The top layer of that “regulatory lasagna” is designated port areas (DPAs), of which East Boston has two — the East Boston DPA and the Chelsea Creek DPA.

These state-level regulations were designed “to protect jobs and businesses that depend on waterfront access by restricting allowed activities to water-dependent industrial uses,” according to Ricco.

The first area up for discussion was the Marginal and Sumner Street inner harbor waterfront. Specifically, the area includes properties primarily between Marginal Street and the inner harbor shoreline stretching from the end of Marginal at Porzio Park all the way to the end of Sumner at LoPresti Park.

Though a continuous harbor walk through the Boston Harbor Shipyard and Marina to Porzio Park is only possible with changes to the East Boston DPA, there are recommendations to remedy this with improvements to Marginal Street.

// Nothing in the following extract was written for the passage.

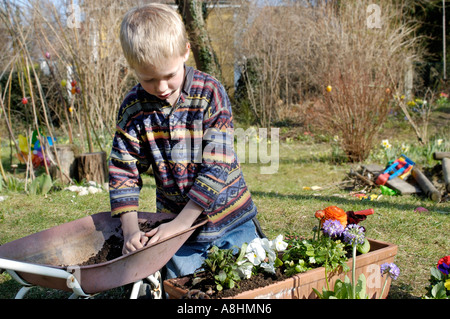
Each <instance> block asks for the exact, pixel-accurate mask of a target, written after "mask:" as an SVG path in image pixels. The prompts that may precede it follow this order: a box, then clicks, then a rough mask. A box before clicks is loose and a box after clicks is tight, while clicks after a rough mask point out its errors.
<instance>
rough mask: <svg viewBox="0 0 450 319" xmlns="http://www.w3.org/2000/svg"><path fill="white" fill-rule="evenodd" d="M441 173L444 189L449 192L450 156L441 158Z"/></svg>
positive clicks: (449, 187)
mask: <svg viewBox="0 0 450 319" xmlns="http://www.w3.org/2000/svg"><path fill="white" fill-rule="evenodd" d="M442 175H444V182H445V189H446V190H447V192H449V193H450V157H444V158H443V159H442Z"/></svg>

On the public right-of-way portion of Marginal, there is a proposal for traffic calming and adding things like bike lanes and a speed hump. The BPDA also is proposing to extend the Mary Ellen Welch Greenway.

“What’s really neat about this idea here is that we have enough space to continue the Mary Ellen Welch Greenway from its current endpoint at the intersection of Marginal and Orleans. We could continue it along the southern edge — the park edge — of Marginal,” said Nick Schmidt of the BPDA.

There are also other recommendations to enhance connections across Marginal, connecting Jeffries Point to the waterfront area, such as improving intersections and adding green infrastructure.

Moreover, the BPDA is recommending that the city, Massport, and tenants of the Boston Harbor Shipyard and Marina explore safety, connectivity, and accessibility improvements along and across Marginal for a better-connected harbor walk in conjunction with a master investment plan that is going forward.

Finally, the BPDA recommends delivering coastal resilience infrastructure for this area at key locations like Carlton Wharf and Lewis Mall.

The next area discussed was the Border Street inner harbor waterfront. The area includes properties between Border Street and the inner harbor shoreline from the end of New Street at LoPresti Park to the Condor Street Overlook.

One of the recommendations for the area is to consolidate some of the waterfront zoning districts to a mixed-use waterfront subdistrict.

“This subdistrict would allow for residential, commercial, and institutional uses at heights and densities that respond to contemporary building types,” said Ricco.

It should be noted that Ricco indicated that these zoning changes would still be superseded by DPAs until there are changes to those regulations.

Other proposals include public realm improvements, such as adding bike lanes to Border Street and a median that could house trees or space for stormwater retention.

Finally, the Condor Street and the lower Chelsea Creek waterfront area was analyzed. The area goes from the McArdle Bridge to the Chelsea Street Bridge, containing properties between Condor Street, East Eagle Street, and the Chelsea Creek waterfront.

Some of the recommendations for this area include formalizing Nay Street and potentially extending it if there is redevelopment of sites in the area, as well as relaxing the allowed uses of a local industrial subdistrict in the area. There were also recommendations to improve the McArdle Bridge, including adding separated bike lanes.

To learn more about the recommendations from this meeting, you can visit https://www.bostonplans.org/planning/planning-initiatives/plan-east-boston to view the meeting’s recording and presentation.

The link also provides information on a virtual meeting scheduled for August 9 for the next part of the BPDA’s draft recommendations concerning waterfront and evolving industrial areas, which will focus on the Chelsea Creek.